UserState = Literal["speaking", "listening", "away"]
AgentState = Literal["initializing", "idle", "listening", "thinking", "speaking"]

And when these states change, the SDK emits:

  • user_state_changed (with UserStateChangedEvent)
  • agent_state_changed (with AgentStateChangedEvent)

(in the same file)

What “User speaking” means (and where it’s set)

User speaking means “we detected the user’s speech” (e.g., via VAD start-of-speech), and User listening means “user is not speaking right now.”

Those transitions happen here:

def on_start_of_speech(self, ev: vad.VADEvent | None) -> None:
    ...
    self._session._update_user_state("speaking", last_speaking_time=speech_start_time)

def on_end_of_speech(self, ev: vad.VADEvent | None) -> None:
    ...
    self._session._update_user_state("listening", last_speaking_time=speech_end_time)

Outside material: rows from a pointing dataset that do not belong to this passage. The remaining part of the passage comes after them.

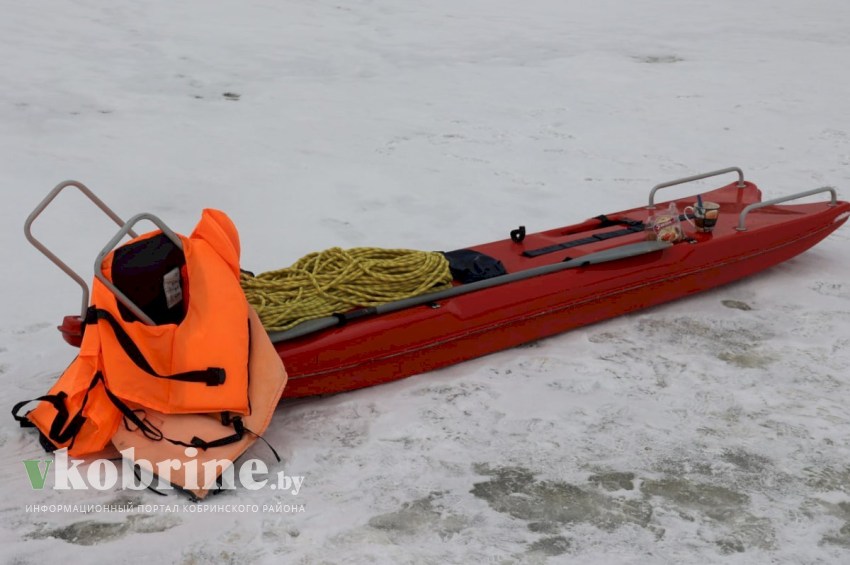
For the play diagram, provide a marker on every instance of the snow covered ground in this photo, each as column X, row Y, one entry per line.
column 709, row 430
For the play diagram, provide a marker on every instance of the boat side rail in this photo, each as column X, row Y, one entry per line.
column 693, row 178
column 742, row 218
column 52, row 256
column 125, row 230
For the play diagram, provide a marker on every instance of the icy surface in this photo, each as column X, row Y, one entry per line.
column 714, row 429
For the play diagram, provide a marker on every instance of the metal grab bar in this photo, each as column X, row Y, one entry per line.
column 742, row 226
column 126, row 229
column 658, row 187
column 52, row 256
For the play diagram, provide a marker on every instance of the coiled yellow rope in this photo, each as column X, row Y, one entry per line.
column 337, row 280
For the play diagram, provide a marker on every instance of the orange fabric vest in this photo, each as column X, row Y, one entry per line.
column 198, row 365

So: User speaking is tightly tied to audio/VAD signals.

What “Agent listening” means (and where it’s set)

Agent listening means “the agent is in a non-speaking mode where it’s waiting/ready to receive user input.” It can also be used when the agent pauses output due to interruption handling.

One explicit example: when user activity interrupts agent output and the output supports pausing, the agent pauses and sets the agent state to listening:

if use_pause and self._session.output.audio and self._session.output.audio.can_pause:
    self._session.output.audio.pause()
    self._session._update_agent_state("listening")

And AgentSession is what actually records the state + emits the change event:

old_state = self._agent_state
self._agent_state = state
self.emit(
    "agent_state_changed",
    AgentStateChangedEvent(old_state=old_state, new_state=state),
)

Same pattern for user state:

old_state = self._user_state
self._user_state = state
self.emit("user_state_changed", UserStateChangedEvent(old_state=old_state, new_state=state))

Why they’re not “the same” in 1:1

In 1:1, you often observe a complementary pattern:

  • When User is speaking, the Agent is often listening
  • When Agent is speaking, the User is often listening

…but that’s an interaction pattern, not a shared state. They are separate because:

  • UserState is about what the user is doing (speaking vs silent/away)
  • AgentState is about what the agent pipeline is doing (thinking, speaking, idle, etc.)

You can absolutely have combinations like:

  • User speaking + Agent thinking (agent already started reasoning while user is still talking, depending on settings)
  • User listening + Agent listening (both silent; used for “silence detection” logic in some features)
  • User away + Agent idle

Diagram (high-level 1:1 turn flow)

stateDiagram-v2
  direction LR

  state "UserState" as U {
    [*] --> listening
    listening --> speaking: VAD start_of_speech<br>_update_user_state("speaking")
    speaking --> listening: VAD end_of_speech<br>_update_user_state("listening")
    listening --> away: away timer (no activity)
    away --> listening: final transcript while away<br>(or activity)
  }

  state "AgentState" as A {
    [*] --> initializing
    initializing --> idle: session ready
    idle --> listening: waiting for input
    listening --> thinking: user turn committed<br>(generate reply)
    thinking --> speaking: TTS/audio output starts
    speaking --> listening: output finished
    speaking --> listening: user interrupts & output pauses<br>_update_agent_state("listening")
  }

  U.speaking --> A.listening: typical pattern<br>(user talks, agent waits)
  A.speaking --> U.listening: typical pattern<br>(agent talks, user silent)

One more practical note: “lk.agent.state” is only the agent state

If you’re looking at client-visible state via participant attributes, lk.agent.state is agent state only (it is set when agent_state_changed fires):

await self._room.local_participant.set_attributes(
    {ATTRIBUTE_AGENT_STATE: ev.new_state}
)

So you shouldn’t interpret lk.agent.state="listening" as “the user is talking”; it only means “the agent is in listening mode”.